Un hombre escribe una carta mientras viaja. Escribe sentado en una butaca vieja de un tren. Escribe a mano, con una lapicera. Fuma y a veces quita la ceniza de la cabeza del cigarrillo. Mira su reloj, y para hacerlo, se arremanga la camisa blanca. Está en el medio de un camino escribiendo una carta para una mujer que dejó atrás. Recuerda mientras anota. Recuerda a la mujer perdida y a los lugares perdidos y a los olores perdidos. Esa mujer que despidió en la estación anterior, que parecía estar llorando delante de un cielo de ventanillas de tren. Esa mujer sobre la plataforma de una estación, con la primavera en el cuerpo y el viento dulce en el rostro, que estaría posiblemente llorando y limpiando sus lágrimas frente a una ola de ventanillas de tren. Esa misma mujer. Anónima y presente, ahora, en la memoria de este hombre que escribe una carta para esa mujer que abrazó, y besó y arrastró consigo hace un tiempo atrás, hace un instante, hasta hace tan poco, tan sólo un poco de humo de tren, un poco de ruidos de campanas y de carbón, un poco de palabras del guarda hacia los pasajeros mientras cortaba los boletos, tan sólo un poco de cigarrillo y ceniza muerta en el tren, hasta hace un momento en el que el hombre abrió la ventana y comenzó a escribir una carta. Esta misma carta que ahora escribe mientras viaja.

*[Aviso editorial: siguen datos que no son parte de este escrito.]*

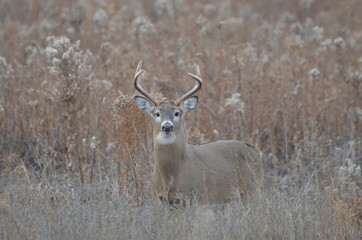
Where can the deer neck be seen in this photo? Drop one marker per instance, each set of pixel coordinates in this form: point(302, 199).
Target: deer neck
point(169, 156)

Un hombre que ha saludado a la mujer de sus brazos escribe en un tren una carta mientras fuma. Ve pasar a los postes de luz y del telégrafo. Ve cómo los cables de luz se ondulan y van y vienen como si fuese una gran onda negra a través de la ventanilla. El tren suena la campana y comienza a detenerse. Los postes también se detienen y empiezan a tener forma de postes de luz y de telégrafo. Ya han dejado de ser una gran mancha en la velocidad del paisaje. Y ahora son postes de luz y de telégrafo. Cuando el tren llega a la siguiente estación el hombre ve a la mujer a la que le escribe abrazando y besando y despidiendo a otro hombre igual a él. El hombre del tren mira atentamente. Mira a la mujer. Mira al otro hombre. Y parece decirse con voz queda, que sí, que aquel hombre en la estación es él. Tiene sus manos y su ropa y su rostro. Vuelve a mirar a la mujer. Sabe que es la mujer que despidió en la estación anterior. Sabe que es la misma mujer que tuvo en brazos. Sabe que es ella y que no puede ser otra. Entonces el hombre de la estación sube al tren y se sienta a un costado de él. Los dos se miran. Y no dicen una palabra. Los dos parecen aceptar la idea de compartir el asiento. El hombre que recién acaba de subir toma una hoja en blanco y comienza a escribir. Se detiene y busca algo en su bolsillo. No encuentra nada. Apoya el bolígrafo en la mesa del compartimiento del tren. Mira al hombre que tiene a su lado. Le pide fuego y sigue escribiendo.